# Consider hoarding folding knives.



## The Tourist (Jun 9, 2016)

I'm not one to scream "the sky is falling," but I did get hit in the head with a piece of falling stratosphere. Let me explain.

From both the standpoint of a user and a supplier, there is no better folding knife for a prepper than the _*Kershaw Barge*_. It's simple, it's tough, and it can be polished to the extreme superior edge of a Japanese folded steel gyuto. (Most Japanese kitchen knives are polished from 15K to 25K--my Barges can leave here at 3.2 million grit.)

Yikes, Kershaw must be up all night making these, right?

Well, no, they are phasing them out--no kidding. Several weeks ago Blue Ridge told me that they were discontinuing their support for this folder and once the 1,000 pieces were gone, they would not re-stock. I bought five of them, and if my allowance holds, I will buy five more. They have lowered the price to us vendors to eight dollars per folder. This fine knife is also periodically located in their monthly catalog. The end is near.

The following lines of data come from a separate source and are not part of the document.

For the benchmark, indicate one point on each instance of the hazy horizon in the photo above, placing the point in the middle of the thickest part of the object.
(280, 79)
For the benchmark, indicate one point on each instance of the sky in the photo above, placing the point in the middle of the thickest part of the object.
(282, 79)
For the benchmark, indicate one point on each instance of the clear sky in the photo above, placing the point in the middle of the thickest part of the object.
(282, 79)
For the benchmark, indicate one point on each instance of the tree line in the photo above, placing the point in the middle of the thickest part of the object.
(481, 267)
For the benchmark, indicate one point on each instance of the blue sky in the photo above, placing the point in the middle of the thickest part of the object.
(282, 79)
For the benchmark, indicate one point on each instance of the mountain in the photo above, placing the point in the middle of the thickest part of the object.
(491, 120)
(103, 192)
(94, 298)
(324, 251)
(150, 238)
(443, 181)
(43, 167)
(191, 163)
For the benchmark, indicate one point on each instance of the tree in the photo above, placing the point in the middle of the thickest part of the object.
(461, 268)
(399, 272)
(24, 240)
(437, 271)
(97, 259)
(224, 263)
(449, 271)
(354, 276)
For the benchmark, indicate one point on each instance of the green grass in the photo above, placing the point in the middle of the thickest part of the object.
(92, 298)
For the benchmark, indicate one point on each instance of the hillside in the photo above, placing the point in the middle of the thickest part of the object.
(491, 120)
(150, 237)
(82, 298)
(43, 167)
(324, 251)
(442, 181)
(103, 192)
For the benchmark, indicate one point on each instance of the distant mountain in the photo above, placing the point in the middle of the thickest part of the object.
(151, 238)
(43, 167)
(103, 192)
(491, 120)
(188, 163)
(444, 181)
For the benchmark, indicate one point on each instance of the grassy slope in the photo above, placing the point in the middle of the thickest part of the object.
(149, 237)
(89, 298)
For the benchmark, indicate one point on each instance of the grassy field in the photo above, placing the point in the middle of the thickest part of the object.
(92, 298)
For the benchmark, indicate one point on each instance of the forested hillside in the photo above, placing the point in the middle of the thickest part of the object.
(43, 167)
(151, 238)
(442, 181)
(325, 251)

There must be several other Blue Ridge representatives here who can buy around 12 Barges for 100 bucks. If there's one in your area, and you're building BOB for a TEOTWAWKI scenario, this knife (and a spare) should be in your kit.

I polished one for a moderator here, simply because I knew well in advance I was supplying a superior product to someone with a better background in prepping. Consider the same criteria before they are all gone.

Yes, I know this is probably a "second warning." It's a good folder for us.


----------



## Camel923 (Aug 13, 2014)

Makes great sense to stockpile blades for use or barter.


----------



## The Tourist (Jun 9, 2016)

Camel923 said:


> Make great sense to stockpile blades for use or barter.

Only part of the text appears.